Maybe you can try it in you Chunk solution.
By the way your discord link do not work.
I managed to get started by properly identifying the task needed for it: separate text in blocks on a subject or idea change so that the resulting blocks contain only one idea at a time.
Then built an app that would take a lot of input text big chunks (because of the token limit) and return the same text separated by a special string ( <-----> in my case), saving it in a separate text file.
Then used code comparing tool to spot the differences between 2 files and adjusted the splits manually ( took about a week of full time editing to get the first excellent dataset of about 150 pages of raw text converted in jsonl file).
Then fine-tuned on this file and started using that model as splitter in my app to get about another 500 pages. Once fine-tuned on the totality of the data, got a nice tool that does that. Read my previous posts, I already explained my approach on continuous fine-tuning.

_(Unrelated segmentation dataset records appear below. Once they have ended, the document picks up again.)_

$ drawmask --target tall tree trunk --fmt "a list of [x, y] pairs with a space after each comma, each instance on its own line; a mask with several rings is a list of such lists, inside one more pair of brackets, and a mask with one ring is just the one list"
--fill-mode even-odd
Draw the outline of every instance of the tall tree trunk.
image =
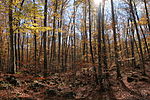
[[146, 12], [146, 17], [147, 17], [147, 22], [148, 22], [148, 28], [149, 28], [149, 31], [150, 31], [150, 19], [149, 19], [149, 14], [148, 14], [147, 1], [144, 0], [144, 6], [145, 6], [145, 12]]
[[141, 44], [140, 34], [139, 34], [137, 22], [136, 22], [136, 17], [134, 15], [134, 11], [133, 11], [132, 0], [130, 0], [130, 10], [131, 10], [131, 13], [132, 13], [132, 17], [133, 17], [133, 21], [134, 21], [134, 25], [135, 25], [135, 29], [136, 29], [136, 33], [137, 33], [138, 43], [139, 43], [139, 49], [140, 49], [140, 55], [141, 55], [141, 62], [142, 62], [142, 70], [143, 70], [142, 73], [143, 73], [143, 75], [145, 75], [146, 73], [145, 73], [145, 65], [144, 65], [144, 57], [143, 57], [142, 44]]
[[10, 32], [10, 64], [9, 73], [14, 74], [16, 72], [15, 59], [14, 59], [14, 40], [13, 40], [13, 0], [9, 0], [9, 32]]
[[[45, 0], [44, 6], [44, 27], [47, 27], [47, 0]], [[43, 33], [43, 48], [44, 48], [44, 77], [47, 76], [47, 53], [46, 53], [46, 31]]]
[[114, 14], [114, 4], [113, 0], [111, 0], [111, 13], [112, 13], [112, 28], [113, 28], [113, 37], [114, 37], [114, 52], [115, 52], [115, 64], [117, 68], [117, 78], [121, 78], [120, 67], [118, 62], [118, 46], [117, 46], [117, 37], [116, 37], [116, 22], [115, 22], [115, 14]]
[[90, 44], [90, 53], [91, 53], [91, 60], [92, 60], [92, 64], [93, 64], [93, 70], [95, 72], [95, 82], [98, 84], [98, 78], [97, 78], [94, 55], [93, 55], [93, 48], [92, 48], [92, 22], [91, 22], [91, 1], [90, 0], [88, 0], [88, 4], [89, 4], [89, 44]]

Was a monstrous job, but the result is worth it.
Use ready to use APIs for that
So far, I’ve not found aPDF to text extraction API (I use Textract a lot) or library which can identify and exclude strikethrough text. Well, that’s not true. Marker GitHub - VikParuchuri/marker: Convert PDF to markdown quickly with high accuracy will do it, but with the test document I gave it, it didn’t do it well.
So, my goal with using a model is simply to handle this particular use case – extracting text from PDF while excluding strikeout.
If you know of another way to do it, please let me know! As I said, I use Textract a lot and was on a call with AWS support for an hour just today – they can’t do it. They recommend using Claude Sonnet.
Have you checked the apis which allowed to convert PDF with line through text in some editable format which support line through markdown like word and then read the file directly from that? From what I see on the subject might work out.
Because of the myriad ways in which an input specification in PDF files can give rise to strikethroughs, it might be a very difficult programming exercise to detect all strikethroughs. That said there might be only a few subsets of methods through which strikethroughs are implemented in common use cases.
However logically it seems to me that it might be better for a function to “see” the strikethroughs and “omit” them from the resulting pdf; therfore arguing for a vision model based approach to remove strikethrough. For a large pdf, there’s nothing to prevent reading one page at a time to remove strikethroughs.